三十年の歳月を費やしてこの三月に代々木上原―登戸間の全線複々線化を完成させた小田急電鉄。輸送力は四割も上昇し、
ラッシュ時の列車が大増発されるなど沿線住民からは歓迎の声が上がる。
 その一方で苦り切っているのが京王電鉄。並走区間が多く、なかでも多摩ニュータウンと都心を結ぶ区間ではまともに競合し、
乗客を奪われかねない。複々線化前まで京王相模原線多摩センター駅の乗降客は一日八・七万人、小田急多摩線多摩センター駅は
五万人で、京王が圧倒していた。
 しかし複々線化に合わせて小田急がこれまで主体としてきた代々木上原から東京メトロ千代田線に直通運転する列車に加え、
新宿直通の通勤急行を新設したことなどで様相は「一変する気配をみせている」(関係者)という。
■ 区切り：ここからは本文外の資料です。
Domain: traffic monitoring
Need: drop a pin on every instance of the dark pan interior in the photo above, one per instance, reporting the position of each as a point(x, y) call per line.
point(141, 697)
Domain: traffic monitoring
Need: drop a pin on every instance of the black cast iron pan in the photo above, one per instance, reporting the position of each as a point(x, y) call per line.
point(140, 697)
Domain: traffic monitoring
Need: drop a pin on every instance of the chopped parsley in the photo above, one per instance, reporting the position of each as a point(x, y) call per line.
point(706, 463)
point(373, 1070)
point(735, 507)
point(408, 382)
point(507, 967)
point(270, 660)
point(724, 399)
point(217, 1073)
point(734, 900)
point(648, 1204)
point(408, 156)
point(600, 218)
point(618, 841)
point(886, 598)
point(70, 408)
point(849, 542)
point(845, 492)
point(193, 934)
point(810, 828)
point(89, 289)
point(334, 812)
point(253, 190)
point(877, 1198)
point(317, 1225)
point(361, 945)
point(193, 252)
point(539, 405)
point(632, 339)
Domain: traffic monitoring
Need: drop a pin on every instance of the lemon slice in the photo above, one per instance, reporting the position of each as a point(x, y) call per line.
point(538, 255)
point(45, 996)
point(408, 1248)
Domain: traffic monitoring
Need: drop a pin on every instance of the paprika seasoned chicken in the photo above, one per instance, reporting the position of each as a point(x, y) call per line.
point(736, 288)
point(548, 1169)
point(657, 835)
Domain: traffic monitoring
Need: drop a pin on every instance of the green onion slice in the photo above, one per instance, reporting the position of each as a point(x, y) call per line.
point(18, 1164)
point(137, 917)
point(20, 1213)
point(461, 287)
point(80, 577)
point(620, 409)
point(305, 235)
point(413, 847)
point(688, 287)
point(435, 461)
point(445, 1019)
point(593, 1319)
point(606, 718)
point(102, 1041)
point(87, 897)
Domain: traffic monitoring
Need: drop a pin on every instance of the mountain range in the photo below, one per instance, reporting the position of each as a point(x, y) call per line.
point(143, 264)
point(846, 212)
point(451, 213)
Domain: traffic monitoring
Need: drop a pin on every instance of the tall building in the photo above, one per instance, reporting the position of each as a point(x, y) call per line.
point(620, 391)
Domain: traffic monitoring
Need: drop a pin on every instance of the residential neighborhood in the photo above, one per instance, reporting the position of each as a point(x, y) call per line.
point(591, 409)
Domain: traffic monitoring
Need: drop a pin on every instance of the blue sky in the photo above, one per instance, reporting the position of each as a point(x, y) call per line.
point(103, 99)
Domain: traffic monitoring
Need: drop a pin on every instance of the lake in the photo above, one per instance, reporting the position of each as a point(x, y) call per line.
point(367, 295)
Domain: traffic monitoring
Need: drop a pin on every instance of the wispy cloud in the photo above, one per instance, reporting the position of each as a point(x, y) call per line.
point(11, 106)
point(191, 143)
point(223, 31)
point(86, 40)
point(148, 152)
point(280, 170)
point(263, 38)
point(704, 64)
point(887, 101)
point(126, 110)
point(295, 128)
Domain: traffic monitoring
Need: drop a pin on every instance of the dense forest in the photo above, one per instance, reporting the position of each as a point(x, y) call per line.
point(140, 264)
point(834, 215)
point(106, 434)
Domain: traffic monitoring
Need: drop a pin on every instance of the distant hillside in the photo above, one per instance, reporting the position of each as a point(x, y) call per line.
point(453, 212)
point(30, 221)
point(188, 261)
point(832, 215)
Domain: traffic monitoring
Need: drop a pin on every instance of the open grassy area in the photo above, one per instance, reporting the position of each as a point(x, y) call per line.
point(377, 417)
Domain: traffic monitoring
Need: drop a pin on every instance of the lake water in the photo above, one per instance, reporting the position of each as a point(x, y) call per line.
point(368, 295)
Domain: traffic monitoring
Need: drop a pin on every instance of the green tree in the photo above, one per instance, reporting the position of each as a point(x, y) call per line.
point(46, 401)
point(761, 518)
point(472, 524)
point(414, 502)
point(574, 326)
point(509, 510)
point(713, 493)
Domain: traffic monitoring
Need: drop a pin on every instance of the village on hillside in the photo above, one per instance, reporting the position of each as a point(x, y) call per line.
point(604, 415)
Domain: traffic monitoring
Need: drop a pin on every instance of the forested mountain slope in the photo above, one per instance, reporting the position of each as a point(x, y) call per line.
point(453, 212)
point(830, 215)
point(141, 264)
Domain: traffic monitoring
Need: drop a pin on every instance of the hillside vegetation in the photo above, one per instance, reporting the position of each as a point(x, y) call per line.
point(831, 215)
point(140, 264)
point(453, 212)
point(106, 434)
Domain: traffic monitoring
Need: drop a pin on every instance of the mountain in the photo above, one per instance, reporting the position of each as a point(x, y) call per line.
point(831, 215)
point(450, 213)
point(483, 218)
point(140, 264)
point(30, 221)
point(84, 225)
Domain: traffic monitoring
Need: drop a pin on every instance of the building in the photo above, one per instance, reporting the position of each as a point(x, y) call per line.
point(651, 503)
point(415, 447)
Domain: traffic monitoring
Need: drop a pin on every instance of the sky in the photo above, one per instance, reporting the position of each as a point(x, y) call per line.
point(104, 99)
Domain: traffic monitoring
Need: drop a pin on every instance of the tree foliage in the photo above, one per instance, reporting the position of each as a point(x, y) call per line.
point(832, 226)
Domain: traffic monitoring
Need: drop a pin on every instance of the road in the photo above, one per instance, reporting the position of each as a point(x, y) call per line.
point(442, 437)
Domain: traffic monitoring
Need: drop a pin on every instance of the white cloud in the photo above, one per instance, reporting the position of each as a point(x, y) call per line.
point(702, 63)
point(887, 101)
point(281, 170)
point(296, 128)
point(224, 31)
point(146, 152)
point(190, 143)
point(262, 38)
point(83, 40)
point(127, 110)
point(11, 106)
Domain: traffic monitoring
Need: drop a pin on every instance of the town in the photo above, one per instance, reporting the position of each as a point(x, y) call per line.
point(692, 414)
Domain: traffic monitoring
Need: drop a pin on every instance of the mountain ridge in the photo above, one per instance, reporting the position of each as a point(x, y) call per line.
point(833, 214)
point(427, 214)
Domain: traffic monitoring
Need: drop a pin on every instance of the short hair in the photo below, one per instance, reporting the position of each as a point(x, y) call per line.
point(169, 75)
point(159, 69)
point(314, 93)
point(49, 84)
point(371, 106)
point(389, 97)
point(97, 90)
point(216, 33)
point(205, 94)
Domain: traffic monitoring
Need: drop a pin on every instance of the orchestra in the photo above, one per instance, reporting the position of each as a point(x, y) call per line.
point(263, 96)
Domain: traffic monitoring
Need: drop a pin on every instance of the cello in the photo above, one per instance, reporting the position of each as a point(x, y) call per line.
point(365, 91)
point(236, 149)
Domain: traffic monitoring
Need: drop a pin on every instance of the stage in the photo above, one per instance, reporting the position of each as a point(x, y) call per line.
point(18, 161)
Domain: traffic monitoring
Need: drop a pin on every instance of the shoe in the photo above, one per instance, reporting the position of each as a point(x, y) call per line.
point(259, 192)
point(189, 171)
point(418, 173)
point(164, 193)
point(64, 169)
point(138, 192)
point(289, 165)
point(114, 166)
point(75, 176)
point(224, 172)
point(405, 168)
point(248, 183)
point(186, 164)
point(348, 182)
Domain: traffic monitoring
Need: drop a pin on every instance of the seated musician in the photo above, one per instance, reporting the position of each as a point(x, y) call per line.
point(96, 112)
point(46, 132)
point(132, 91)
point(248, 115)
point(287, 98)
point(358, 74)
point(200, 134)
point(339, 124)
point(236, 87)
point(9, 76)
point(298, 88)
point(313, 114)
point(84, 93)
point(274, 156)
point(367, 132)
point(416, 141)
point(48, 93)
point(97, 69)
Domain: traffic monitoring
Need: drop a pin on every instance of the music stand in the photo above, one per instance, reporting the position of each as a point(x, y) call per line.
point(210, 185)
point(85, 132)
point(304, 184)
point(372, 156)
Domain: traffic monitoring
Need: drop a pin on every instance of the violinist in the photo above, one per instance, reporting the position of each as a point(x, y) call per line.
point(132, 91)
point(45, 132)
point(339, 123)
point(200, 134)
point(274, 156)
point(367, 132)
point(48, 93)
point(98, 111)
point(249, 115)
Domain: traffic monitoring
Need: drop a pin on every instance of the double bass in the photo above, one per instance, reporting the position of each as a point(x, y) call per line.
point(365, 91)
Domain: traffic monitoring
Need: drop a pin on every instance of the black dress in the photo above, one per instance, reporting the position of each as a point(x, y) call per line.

 京王側が対抗策として打ち出したのが運賃値下げだ。新宿までの片道を二十円、通勤一カ月定期を七百五十円引き下げたが、
関係者によるとこれだけで年十二億円の減収。京王の定期券一人当たりの収入(単価)は年々下がり続けており、グループ内からは
「まさに自殺行為」との声も聞こえてくる。